Telefon Tel Aviv
Fahrenheit Fair Enough [reissue]
GHOSTLY
7/10
At its advent, the ridiculously named genre Intelligent Dance Music (or IDM) came with smart-kid credentials, and was pioneered by those who considered themselves the thinking man’s electro wizards. Aphex Twin, Autechre, and The Orb were its godfathers; think of them as the sullen philosophy professor rolling his eyes at EDM’s fist-pumping frat boy.

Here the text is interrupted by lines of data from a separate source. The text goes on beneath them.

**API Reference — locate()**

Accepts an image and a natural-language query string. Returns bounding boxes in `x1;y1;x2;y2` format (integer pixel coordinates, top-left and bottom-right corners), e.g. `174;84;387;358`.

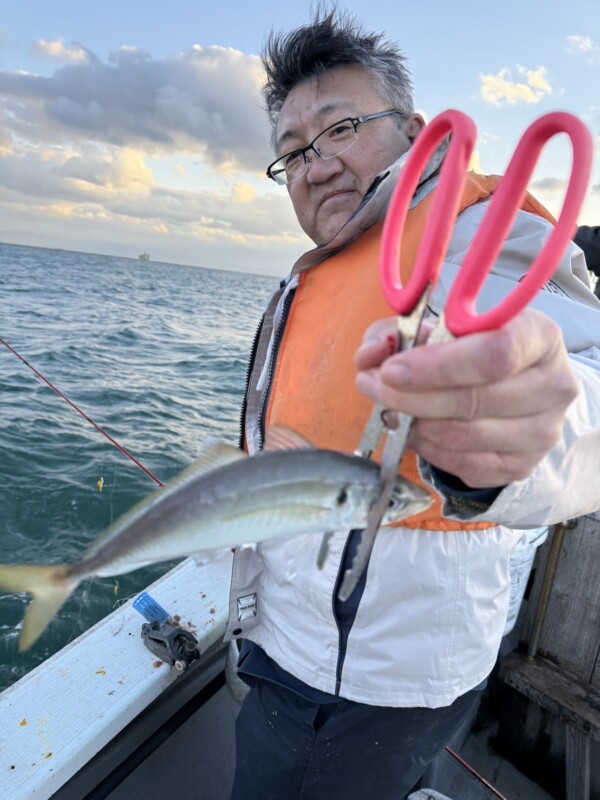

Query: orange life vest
265;173;549;530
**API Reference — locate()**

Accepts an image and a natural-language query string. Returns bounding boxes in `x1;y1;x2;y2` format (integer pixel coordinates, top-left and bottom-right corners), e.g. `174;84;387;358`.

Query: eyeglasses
267;108;402;186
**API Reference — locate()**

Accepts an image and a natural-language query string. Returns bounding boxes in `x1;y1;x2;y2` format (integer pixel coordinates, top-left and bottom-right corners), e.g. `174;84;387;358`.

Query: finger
409;410;563;458
410;422;547;489
382;310;564;389
354;317;432;369
356;357;577;420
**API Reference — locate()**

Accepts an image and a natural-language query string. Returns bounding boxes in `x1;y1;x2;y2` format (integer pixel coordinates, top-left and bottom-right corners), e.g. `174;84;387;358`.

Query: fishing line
0;338;163;486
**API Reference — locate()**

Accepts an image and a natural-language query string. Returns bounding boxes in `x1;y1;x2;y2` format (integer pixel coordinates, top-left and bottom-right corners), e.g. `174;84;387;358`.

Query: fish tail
0;565;79;652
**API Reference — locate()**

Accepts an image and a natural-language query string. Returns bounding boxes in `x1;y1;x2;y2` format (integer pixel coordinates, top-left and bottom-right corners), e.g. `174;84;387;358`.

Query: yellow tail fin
0;565;79;652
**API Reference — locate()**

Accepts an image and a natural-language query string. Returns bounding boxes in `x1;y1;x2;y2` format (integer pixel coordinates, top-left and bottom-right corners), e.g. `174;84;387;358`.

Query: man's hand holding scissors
356;309;577;488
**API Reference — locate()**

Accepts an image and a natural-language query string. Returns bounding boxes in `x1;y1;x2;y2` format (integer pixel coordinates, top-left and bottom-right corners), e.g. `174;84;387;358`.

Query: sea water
0;245;276;690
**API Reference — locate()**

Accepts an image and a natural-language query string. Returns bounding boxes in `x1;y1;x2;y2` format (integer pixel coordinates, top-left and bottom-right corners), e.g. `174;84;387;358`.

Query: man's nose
306;152;344;183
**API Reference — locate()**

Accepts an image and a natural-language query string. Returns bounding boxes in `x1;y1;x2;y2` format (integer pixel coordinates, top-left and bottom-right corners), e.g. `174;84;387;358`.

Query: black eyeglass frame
266;108;406;186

The influence of those early IDM acts helped spurn Telefon Tel Aviv, an experimental duo—Joshua Eustis and Charles Cooper—out of New Orleans whose 2001 debut album Fahrenheit Fair Enough is considered a defining release in the category. TTA remained left of center throughout their career—three albums in ten years, with remixes a plenty, suggesting an obsessive tinkerer’s mindset. During the launch of their third album, 2009’s Immolate Yourself, Cooper died unexpectedly and the band was scuttled. Now fifteen years after its release, Fahrenheit is being reissued with a number of unreleased outtakes and new tracks, and a new sheen added to the original nine.

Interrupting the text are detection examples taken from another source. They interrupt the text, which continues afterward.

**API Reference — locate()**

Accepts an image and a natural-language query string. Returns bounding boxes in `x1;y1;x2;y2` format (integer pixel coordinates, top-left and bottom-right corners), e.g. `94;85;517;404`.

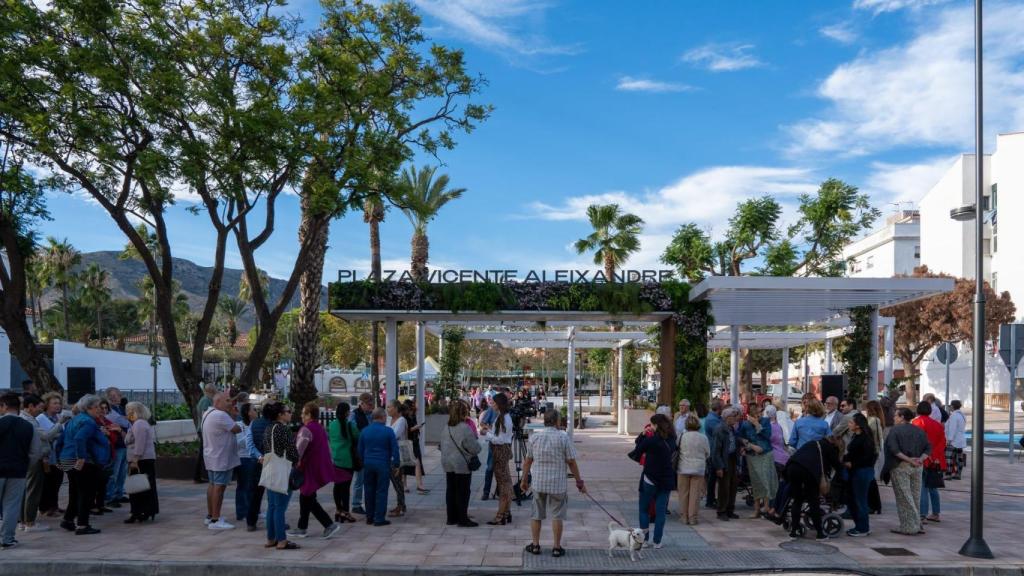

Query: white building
843;210;921;278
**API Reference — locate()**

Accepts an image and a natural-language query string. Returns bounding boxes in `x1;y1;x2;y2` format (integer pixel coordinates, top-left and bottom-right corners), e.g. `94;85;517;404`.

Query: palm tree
399;166;466;281
79;262;111;347
43;236;82;338
217;295;248;346
575;204;643;282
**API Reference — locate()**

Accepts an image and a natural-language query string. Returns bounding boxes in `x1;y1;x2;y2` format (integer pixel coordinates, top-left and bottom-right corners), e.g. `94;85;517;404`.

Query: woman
739;402;778;519
882;408;932;536
634;414;676;548
676;414;711;526
36;392;63;518
327;402;361;522
260;402;300;550
125;402;160;524
865;400;888;515
440;401;480;528
785;436;840;541
58;394;111;535
404;399;430;496
790;398;831;450
387;400;409;518
288;401;341;540
483;394;512;526
843;412;879;538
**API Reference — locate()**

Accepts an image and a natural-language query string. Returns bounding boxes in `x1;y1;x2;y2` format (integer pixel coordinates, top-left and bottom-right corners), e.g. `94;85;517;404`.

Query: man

The album reads as part history lesson, part interesting discovery. Comparing the various versions of tracks is a welcome task, and recognizing the sounds of earlier musical idioms is a nice refresher course on IDM’s early thrills. At seventeen tracks, it may be too much of an introduction, but it’s still a welcome reminder of a more cerebral time.